Every new discord.js project starts the same way: write a command handler, write an event handler, set up interaction collectors, register slash commands with the API, figure out a project structure. It’s hours of boilerplate before you write any real bot logic. Most existing discord.js frameworks solve this by giving you a handler class you instantiate and point at a folder — and that’s about it. They’re loaders, not frameworks. Others go further and have decent features, but require heavy OOP boilerplate where everything is a class extending a base class. CommandKit takes a different approach entirely. It works like a proper meta-framework with:
  • Convention over configuration: Put a file in src/app/commands/ and it’s a command. Put a file in src/app/events/ and it’s an event listener.
  • Zero-config CLI: Run commandkit dev and everything just works — bundling, TypeScript/JSX compilation, hot-reloading, command registration, all automatic.
  • Export-based API: Export a chatInput function and it handles slash commands. Export a message function in the same file and it handles prefix commands too. No registration calls, no base classes, no decorators.

Key features

File-based routing

Drop command files in a folder, export a function, and they just work. Commands are automatically registered and kept in sync with Discord.

JSX components

Write Discord UI in JSX instead of messy builder chains. Clean, declarative syntax for buttons, modals, and embeds.

Built-in handlers

Buttons get onClick. Modals get onSubmit. No more InteractionCollector setup, timeout management, or cleanup boilerplate.

Zero-config TypeScript

Native TypeScript and JSX support with no configuration. No tsconfig fiddling, no separate build step.

What makes it different

Automatic command and event handling

Drop your command files in a folder, export a function, and they just work. Slash commands, context menu commands, and prefix commands are all supported under a single unified command structure — no separate handler for each type. Commands are automatically registered and kept in sync with Discord. Events work the same way: create a file, export a listener, and CommandKit handles the rest.

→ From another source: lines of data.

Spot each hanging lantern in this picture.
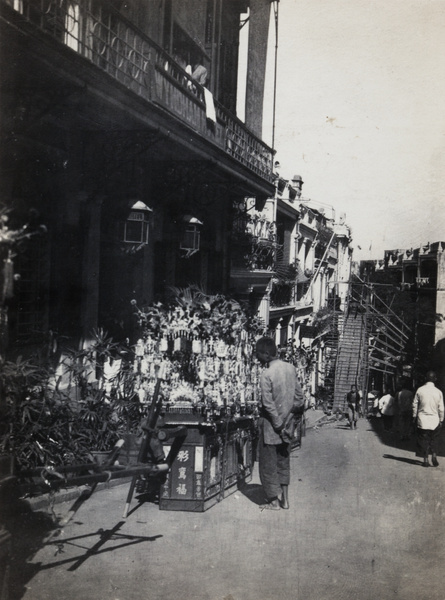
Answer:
[179,215,203,258]
[123,200,153,245]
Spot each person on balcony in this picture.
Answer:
[256,337,304,510]
[413,371,444,467]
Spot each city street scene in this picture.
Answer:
[0,0,445,600]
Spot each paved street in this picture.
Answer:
[4,415,445,600]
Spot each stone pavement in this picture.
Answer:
[3,411,445,600]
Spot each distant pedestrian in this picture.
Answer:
[256,337,304,510]
[395,381,414,440]
[346,385,360,429]
[379,389,395,431]
[413,371,444,467]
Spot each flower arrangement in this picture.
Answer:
[133,287,264,415]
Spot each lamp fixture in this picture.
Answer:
[123,200,153,245]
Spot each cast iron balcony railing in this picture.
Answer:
[0,0,273,183]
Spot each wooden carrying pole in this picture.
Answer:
[123,363,165,519]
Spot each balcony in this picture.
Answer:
[0,0,273,184]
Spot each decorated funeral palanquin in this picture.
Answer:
[131,290,262,511]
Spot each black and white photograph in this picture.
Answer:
[0,0,445,600]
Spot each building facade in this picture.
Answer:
[0,0,274,356]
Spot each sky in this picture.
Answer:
[263,0,445,260]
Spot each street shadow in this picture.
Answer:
[38,521,163,571]
[383,454,423,467]
[238,481,266,506]
[1,500,57,600]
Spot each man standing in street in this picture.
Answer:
[413,371,444,467]
[379,388,394,431]
[256,337,304,510]
[346,385,361,429]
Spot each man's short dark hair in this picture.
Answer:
[425,371,437,383]
[255,337,278,356]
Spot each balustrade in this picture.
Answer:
[0,0,273,183]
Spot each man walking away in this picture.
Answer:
[346,385,360,429]
[413,371,444,467]
[256,337,304,510]
[396,380,414,440]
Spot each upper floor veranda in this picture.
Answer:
[0,0,273,196]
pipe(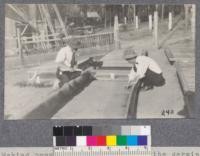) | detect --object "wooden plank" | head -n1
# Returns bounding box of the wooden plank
[52,4,68,37]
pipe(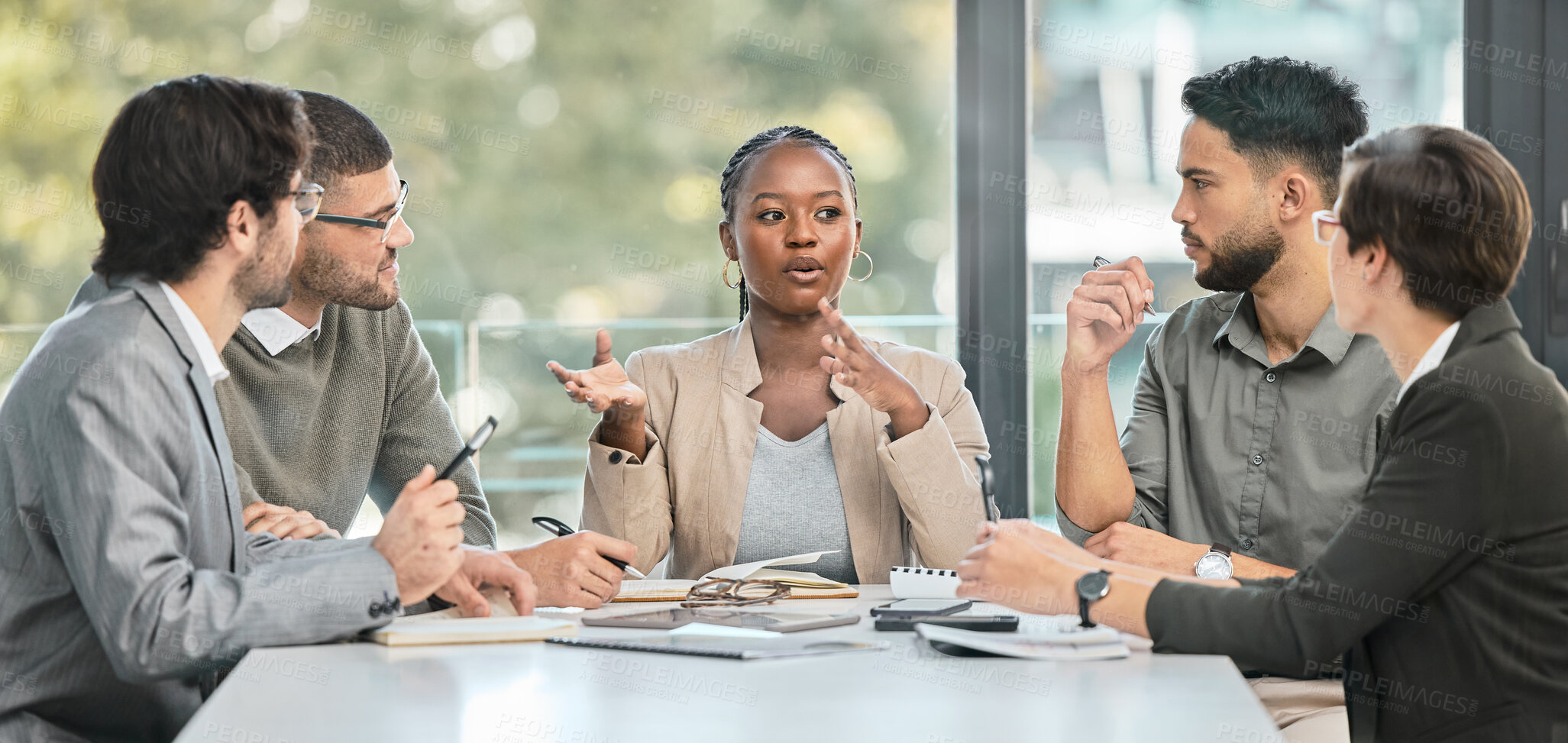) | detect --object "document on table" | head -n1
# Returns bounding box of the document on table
[610,551,861,602]
[914,624,1129,660]
[370,588,577,646]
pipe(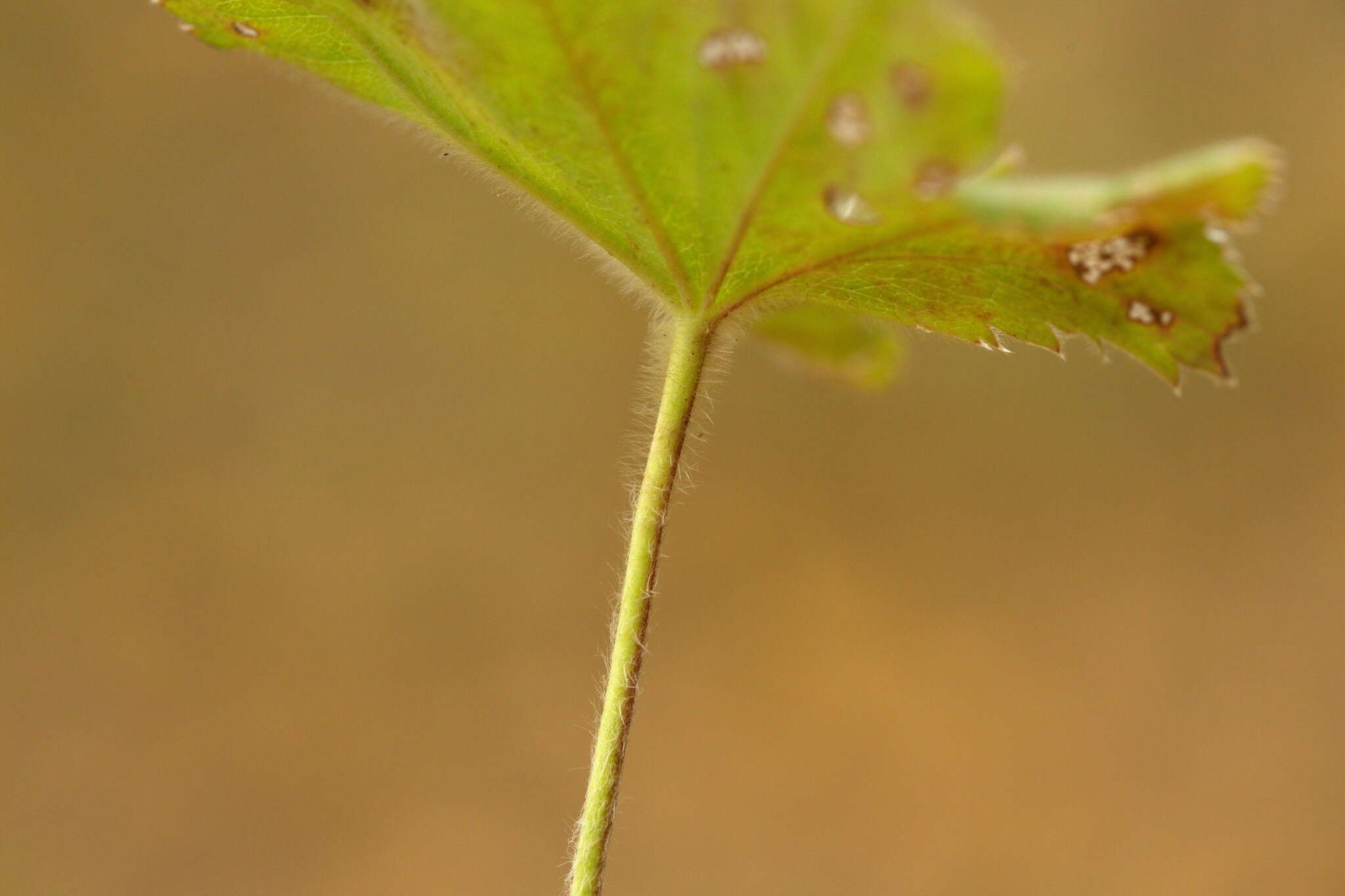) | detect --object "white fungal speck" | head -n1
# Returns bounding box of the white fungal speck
[697,28,766,71]
[1068,231,1154,285]
[910,158,958,202]
[822,184,882,227]
[1126,298,1177,326]
[1126,298,1157,324]
[827,93,873,148]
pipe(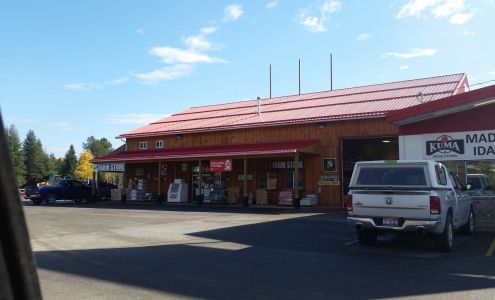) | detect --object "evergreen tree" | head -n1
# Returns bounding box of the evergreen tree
[5,125,26,186]
[61,145,77,177]
[43,152,60,175]
[22,130,44,183]
[83,136,112,157]
[74,150,93,179]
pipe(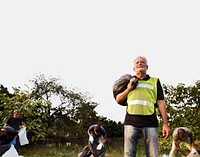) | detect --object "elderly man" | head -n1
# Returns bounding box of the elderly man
[115,56,170,157]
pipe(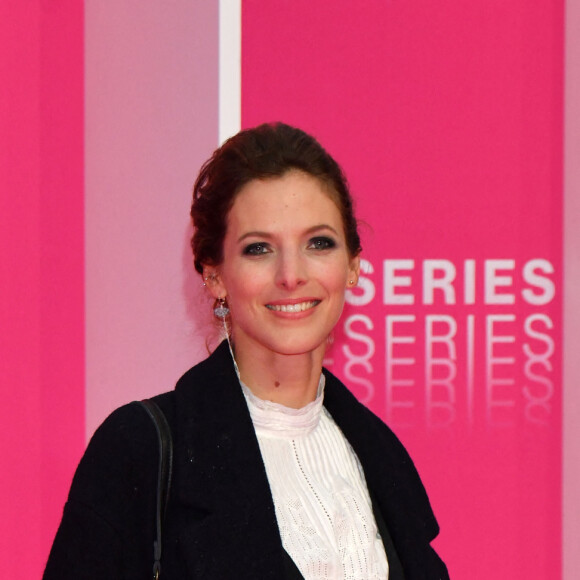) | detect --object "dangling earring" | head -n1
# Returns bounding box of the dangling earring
[213,298,230,323]
[213,298,241,380]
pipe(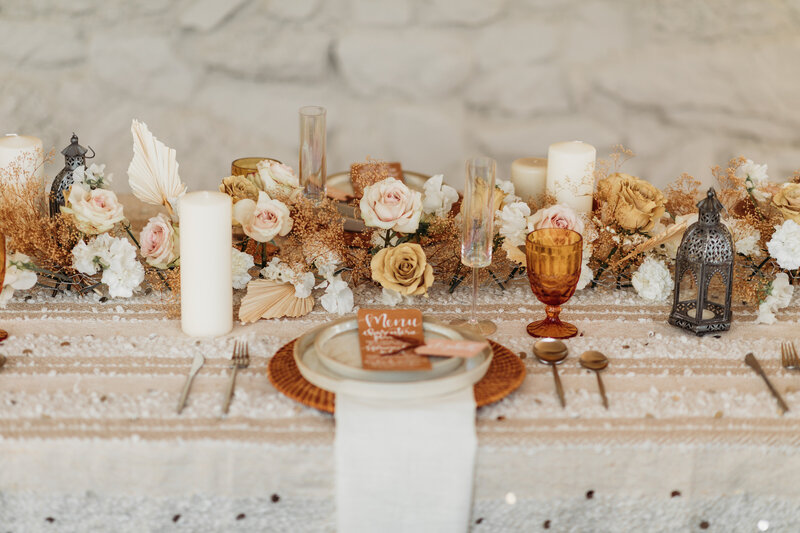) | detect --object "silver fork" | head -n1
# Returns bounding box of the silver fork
[781,341,800,370]
[222,341,250,414]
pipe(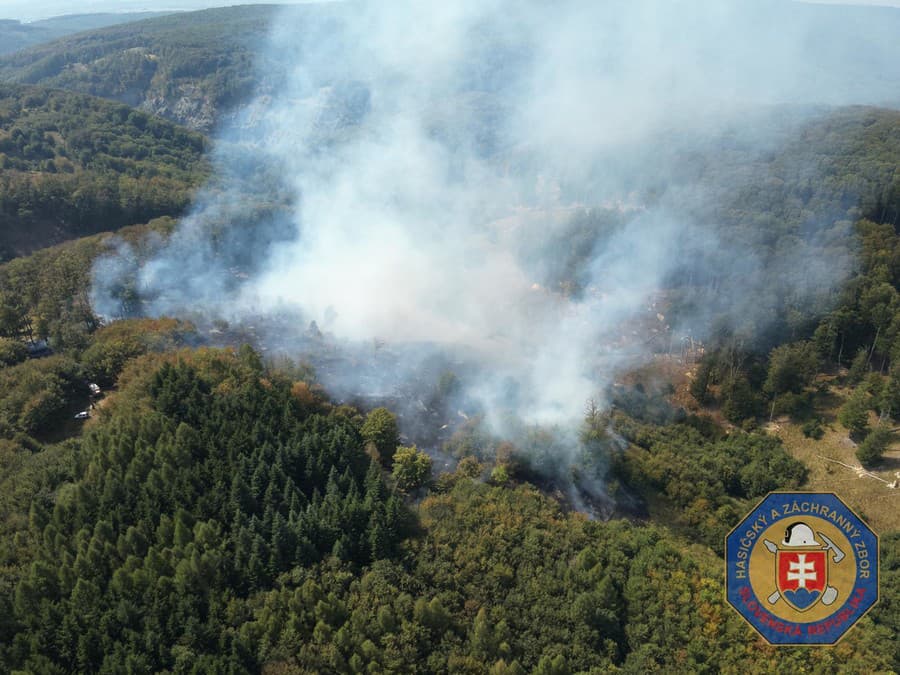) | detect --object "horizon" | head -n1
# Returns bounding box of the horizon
[0,0,900,23]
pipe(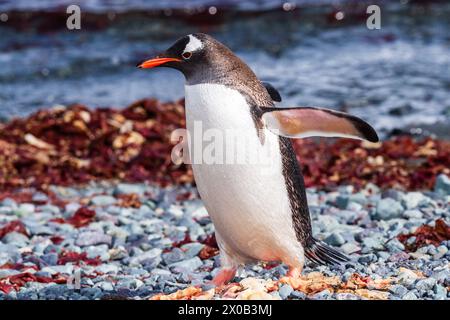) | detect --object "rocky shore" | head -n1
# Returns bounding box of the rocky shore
[0,99,450,299]
[0,175,450,299]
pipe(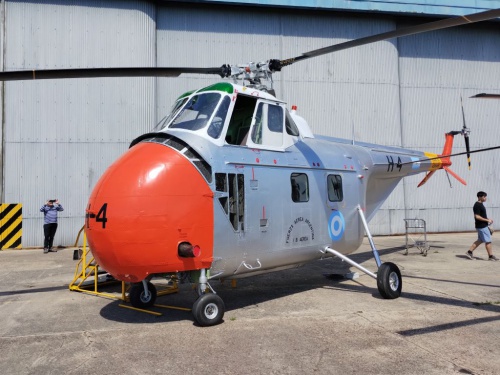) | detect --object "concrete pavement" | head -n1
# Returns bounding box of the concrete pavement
[0,233,500,375]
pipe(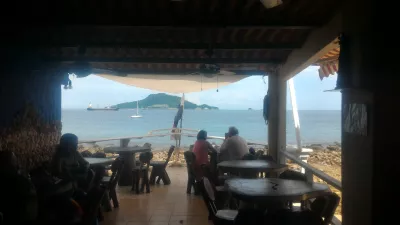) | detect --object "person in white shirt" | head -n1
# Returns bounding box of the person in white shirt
[219,127,249,162]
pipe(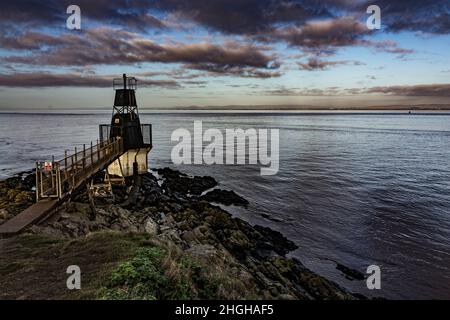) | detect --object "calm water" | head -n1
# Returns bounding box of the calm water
[0,113,450,299]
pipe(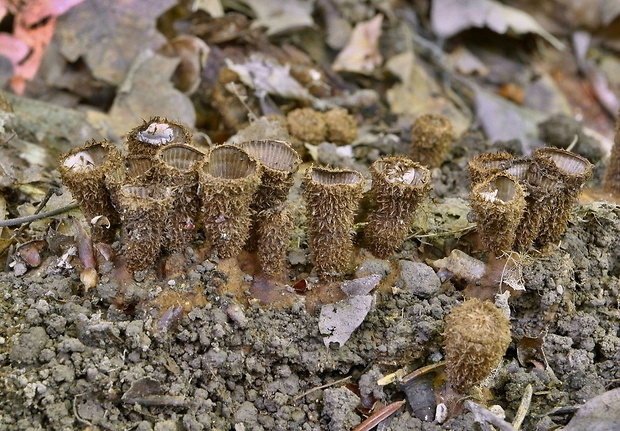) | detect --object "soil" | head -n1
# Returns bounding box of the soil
[0,128,620,431]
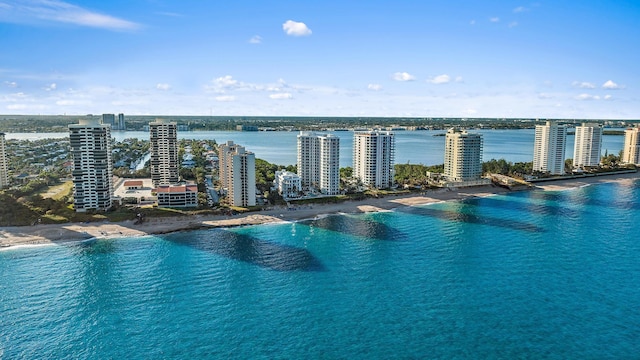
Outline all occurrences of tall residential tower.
[0,132,9,189]
[573,123,602,168]
[353,131,395,189]
[622,126,640,165]
[444,129,482,182]
[533,121,567,175]
[218,141,256,206]
[69,119,113,212]
[149,119,179,187]
[298,131,340,195]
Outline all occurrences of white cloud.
[393,72,416,81]
[215,95,236,102]
[571,81,596,89]
[602,80,621,90]
[282,20,311,36]
[269,93,293,100]
[427,74,451,84]
[575,94,600,100]
[0,0,140,30]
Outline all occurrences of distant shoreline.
[0,172,640,250]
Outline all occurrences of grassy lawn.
[40,180,73,201]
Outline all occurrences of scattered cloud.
[393,72,416,81]
[282,20,311,36]
[215,95,236,102]
[427,74,451,84]
[269,93,293,100]
[576,94,600,100]
[0,0,140,30]
[213,75,238,88]
[602,80,622,90]
[571,81,596,89]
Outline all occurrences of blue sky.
[0,0,640,119]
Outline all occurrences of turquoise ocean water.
[0,181,640,359]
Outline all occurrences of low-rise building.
[155,184,198,208]
[273,170,302,199]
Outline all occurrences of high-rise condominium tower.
[444,129,482,182]
[573,123,602,168]
[0,132,9,189]
[353,131,395,188]
[118,113,127,130]
[298,131,340,195]
[533,121,567,175]
[69,120,113,212]
[218,141,256,206]
[622,126,640,164]
[149,119,179,187]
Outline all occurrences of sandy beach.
[0,172,640,249]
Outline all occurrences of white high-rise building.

JSX components for Discord UI

discord.js builder chains (ActionRowBuilderButtonBuildersetCustomId → …) get messy fast. CommandKit lets you write Discord components in JSX — the same declarative syntax used in React — so your UI code is clean and readable.

Built-in component handlers

Buttons get onClick. Modals get onSubmit. Select menus get onSelect. Define a component and its behavior in one place — no InteractionCollector setup, no timeout management, no cleanup boilerplate.

Command middlewares

Run logic before or after any command executes — permission checks, cooldowns, logging, analytics — without touching the command itself. A proper middleware layer, like you’d find in Express.

Unified prefix commands

Message-based (prefix) commands live in the same file as your slash commands and context menus. One command file handles all input types. No separate handler needed.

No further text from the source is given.